Mir ist es kürzlich passiert, daß ich nach einer beidseitigen Katarakt-OP nach der üblichen Wartefrist gleich zum Optiker gegangen bin, um mir neue Gläser machen zu lassen, und der schickte mich zur Stärkenbestimmung zum Arzt! Diese Verschreibung hat er dann noch einmal - z. B. mit wechselnden Abständen bei der Lesebrille - ausgetestet. Bei etwaigen Folgegläsern reicht es sicherlich, nur den Optiker zu bemühen. Davon unberührt bleiben die üblichen Kontrolluntersuchungen (Glaukom, Netzhaut), zu denen ich ohnehin zum Arzt gehe.

Ja oder viel mehr sind die Optiker oftmal besser in der Refraktion ( Sehstärkenbestimmug). Wir machen das mit den selben Geräten wie auch den Augenarzt. Für eine reine Refaktion reicht der Weg zum Optiker. Für die Früherkennung von Augenerkrankungen mußt aber zum Augenarzt.

Das lässt sich so einfach nicht beantworten. Eine Fehlsichtigkeit kann auch durch eine Augenkrankheit verursacht werden, die der Optiker nicht erkennen kann. Deshalb sollte man zuerst mal zu einem Augenarzt gehen. Die Brillenstärke können beide bestimmen, wobei der Optiker ja Brillen verkaufen möchte und sich daher mehr Zeit nehmen kann, das muss aber nicht so sein. Manchmal hat der Optiker auch die moderneren Gerät, aber auch das muss nicht so sein.
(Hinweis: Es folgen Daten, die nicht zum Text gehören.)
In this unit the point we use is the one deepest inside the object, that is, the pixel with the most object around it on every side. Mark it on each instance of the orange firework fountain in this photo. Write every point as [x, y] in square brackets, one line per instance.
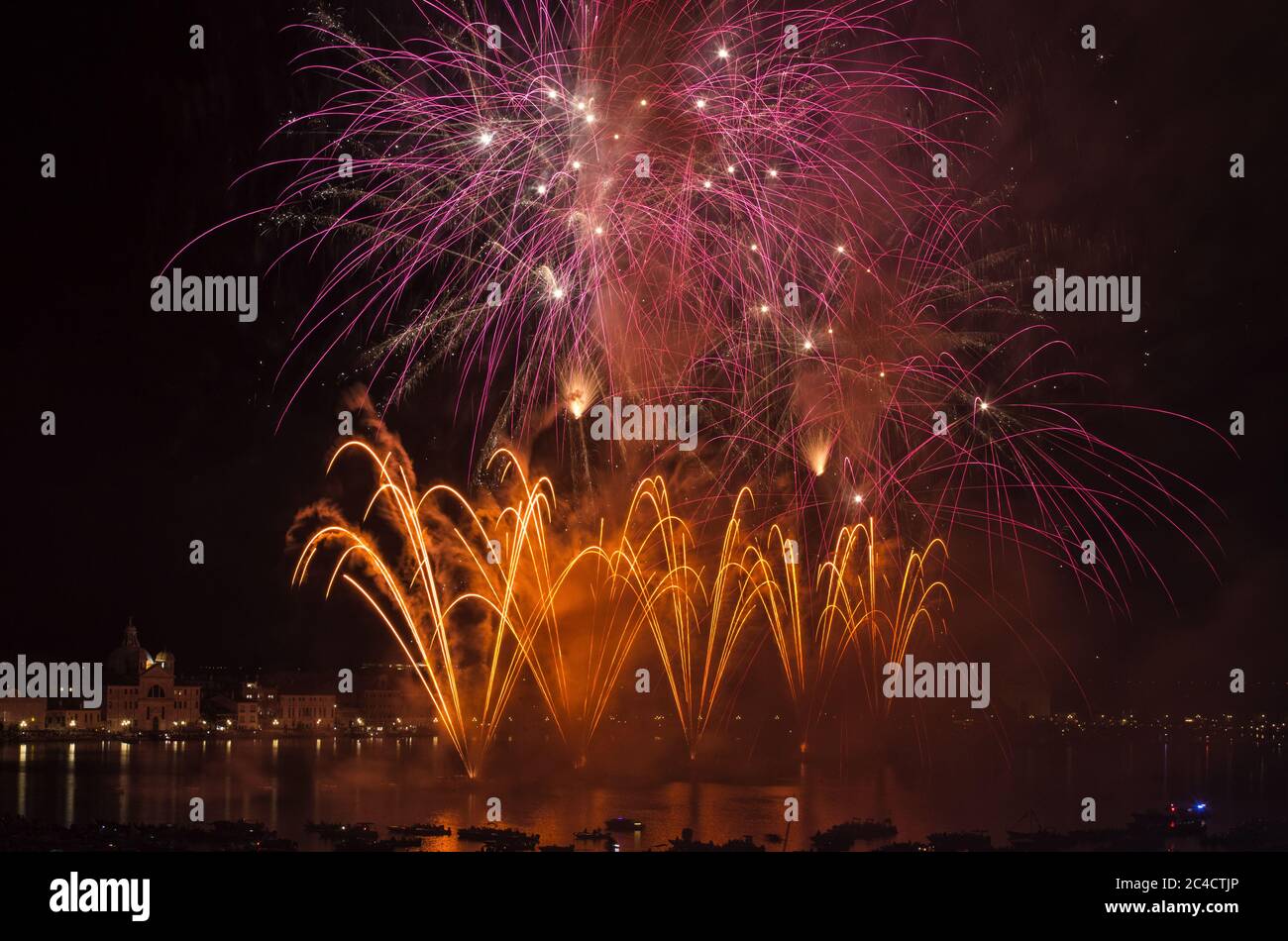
[528, 592]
Wenn der Augenarzt die Brillenstärke bestimmt hat, kann man sie ja vom Optiker überprüfen lassen.

Der Sehtest wahrscheinlich. Allerdings kann ein Optiker keine möglichen Erkrankungen an Deinen Augen diagnostizieren. Und organische Probleme können auch Seh-Probleme auslösen. Daher sollte ein Sehtest nur vom Augenarzt durchgeführt werden, da nur dieser eine Erkrankung der Augen ausschliessen bzw. bestimmen kann.